Microsoft's next-generation Web server, Internet Information Services (IIS) 7.0, isn't due for release until Longhorn ships sometime in 2006.

But it's a good idea for Web developers to start thinking about the changes IIS 7.0 will bring, said Bill Staples, group program manager of Microsoft's Internet Information Services (IIS) and Web Platform and Tools Team, and Mary Alice Colvin, product manager for IIS and the entire IIS development team. In fact, the IIS 7.0 beta program is set to start sometime this year.

Top 6 Features in IIS 7.0

IIS 7.0 is taking the next big step in terms of extensibility, unification with ASP.NET, improved diagnostics, and a new admin user interface and configuration system. Here are some of the great new features in IIS 7.0:

  • Modularized Webcore allows you to add and remove functionality based on your needs. If you only want to serve static content, you need only a few modules (and not ISAPI, for example).
  • A unified HTTP pipeline for native and managed applications alike. You'll be able to use forms-based authentication for classic ASP pages.
  • You can build your own IHttpModule and IHttpHandlers, and plug them into the unified pipeline.
  • A new, distributed XML configuration system that takes advantage of ASP.NET's configuration system.
  • Improved diagnostics and troubleshooting, including new runtime state and tracing features.
  • A new, extensible, task-oriented admin user interface.

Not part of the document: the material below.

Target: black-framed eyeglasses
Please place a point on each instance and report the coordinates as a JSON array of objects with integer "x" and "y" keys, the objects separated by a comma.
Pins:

    The most important of these is the componentization of IIS. All of IIS's functions will be specific components that you can turn on or off at your leisure. This means that when you install the Web server, you'll be able to add only the functionality you need, one piece at a time.

    Very important for developers to note is the IIS programming model will change. Today, added functionality to IIS is created through the addition of Internet service APIs or ISAPI filters. Because of its complete integration with ASP.NET and the other core components of the .NET Framework, IIS programming will no longer require the creation of ISAPI filters. In fact, the HttpModules and HttpHandlers in IIS will use a single pipeline for all requests in both native (or Win32) and managed (or .NET) interfaces. This will greatly simplify IIS and ASP.NET programming.